News

Ports Eye LNG as Marine Fuel but Shift Will Be Slow

27.10.2012 -

Ports around the world are considering liquefied natural gas (LNG) as a ship fuel in a drive to reduce carbon emissions, but the shift will be slow due to the high capital costs of fitting ports and vessels and a lack of investors, industry players say.

The Rotterdam and Singapore ports, both major international sea transportation hubs, recently announced plans to invest in facilities that would allow ships to take LNG as fuel instead of oil-based fuel products, known as bunker fuels.

Leading ship classification societies such as Britain's Lloyd's Register, Germany's Germanischer Lloyd (GL) and Norway's Det Norske Veritas (DNV) say LNG is a viable alternative to conventional marine fuels.


Despite these developments, analysts say LNG has yet to kick off as a shipping transport fuel, even though its cost is competitive with oil-based fuels, and is likely to remain a niche business.

"Despite the excitement, there has yet to be an order for deep-sea, large-engined, LNG-fuelled ships," said Hector Sewell, head of marine business development for Lloyd's Register.

"LNG is unlikely to simply replace heavy fuel oil. We will see specific niches embrace LNG in small-scale applications."

All ports planning to introduce LNG as a transport fuel are in regions that already have, or planning to put in place, Emission Control Areas (ECAs) where ships would reduce their emissions of climate-changing chemicals into the atmosphere.

In Australia, the maritime and port industry has teamed up with DNV to introduce LNG-fuelled support boats and port tugs.

"Emissions controls, introduced by the IMO (U.N. shipping agency the International Maritime Organization) ... combined with the introduction of emission control areas in European, U.S. and Canadian territorial waters will have a profound impact on international shipping over the next 10 years," GL said.

LNG, currently used almost exclusively for electricity generation, is a cleaner fuel than oil-based products. Initial studies show that the use of LNG instead of diesel engines can reduce a ship's CO2 emissions by 25% and cut its sulphur emissions by as much as 80%.

The five ports that are developing LNG bunkering infrastructure are Gothenburg and Nynashamn in Sweden, Zeebrugge in Belgium, Rotterdam in the Netherlands and Singapore, a study by Lloyd's Register study published this month showed.

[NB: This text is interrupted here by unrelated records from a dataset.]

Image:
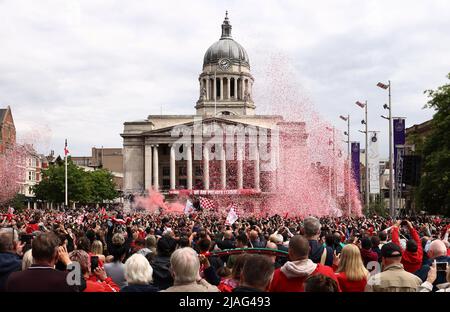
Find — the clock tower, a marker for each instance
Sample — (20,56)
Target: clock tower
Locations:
(225,82)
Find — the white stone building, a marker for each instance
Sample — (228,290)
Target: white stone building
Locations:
(151,147)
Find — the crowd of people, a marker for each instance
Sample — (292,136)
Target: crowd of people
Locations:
(93,250)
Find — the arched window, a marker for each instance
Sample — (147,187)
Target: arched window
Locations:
(232,87)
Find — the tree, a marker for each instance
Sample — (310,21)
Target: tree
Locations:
(18,202)
(434,189)
(83,186)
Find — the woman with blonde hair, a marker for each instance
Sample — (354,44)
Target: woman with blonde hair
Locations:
(97,250)
(351,273)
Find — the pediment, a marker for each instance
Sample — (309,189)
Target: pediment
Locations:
(210,121)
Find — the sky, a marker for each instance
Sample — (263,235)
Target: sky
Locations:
(80,69)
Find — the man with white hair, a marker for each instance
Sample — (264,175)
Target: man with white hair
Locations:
(185,266)
(138,274)
(438,252)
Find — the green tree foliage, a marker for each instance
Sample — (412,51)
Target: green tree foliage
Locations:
(102,186)
(434,189)
(18,202)
(83,186)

"It had to happen in an Emission Control Area and will begin with European and Scandinavian countries," said Navin Kumar, a senior research manager with consultants Drewry.

Energy majors needed

Lloyd's Register said the use of LNG as fuel will pick up only from 2019 and by 2025 will make up 3 to 8% of global bunker fuel demand and only 1.5 to 4% of total global LNG demand.

Shippers say that the high capital investment requirements to build an LNG fuelling infrastructure and the limited interest by major oil and gas companies to take on these costs are slowing development.

Additionally, the shipping industry would have to be willing to invest in a fleet of LNG-powered ships at a time it is struggling with a glut of vessels and economic uncertainty.

"This idea could get a boost if the energy operators decide to pursue that idea, (but) the market right now is at a nascent stage and not big enough to interest these players," Drewry's Kumar said.

Although the Dutch government and a group of energy companies including Royal Dutch Shell, BP, Chevron and ExxonMobil have pledged to accelerate the use of LNG as transport fuel, efforts so far have largely concentrated on harbour vessels rather than large deep-sea ships.

Without major players, analysts say it will be difficult to find the cash to build a global LNG fuelling infrastructure for deep-sea ships.

"The infrastructure to actually deal with LNG bunker is very capital intensive," said Latifat Ajala, Lloyd's Register's senior market analyst.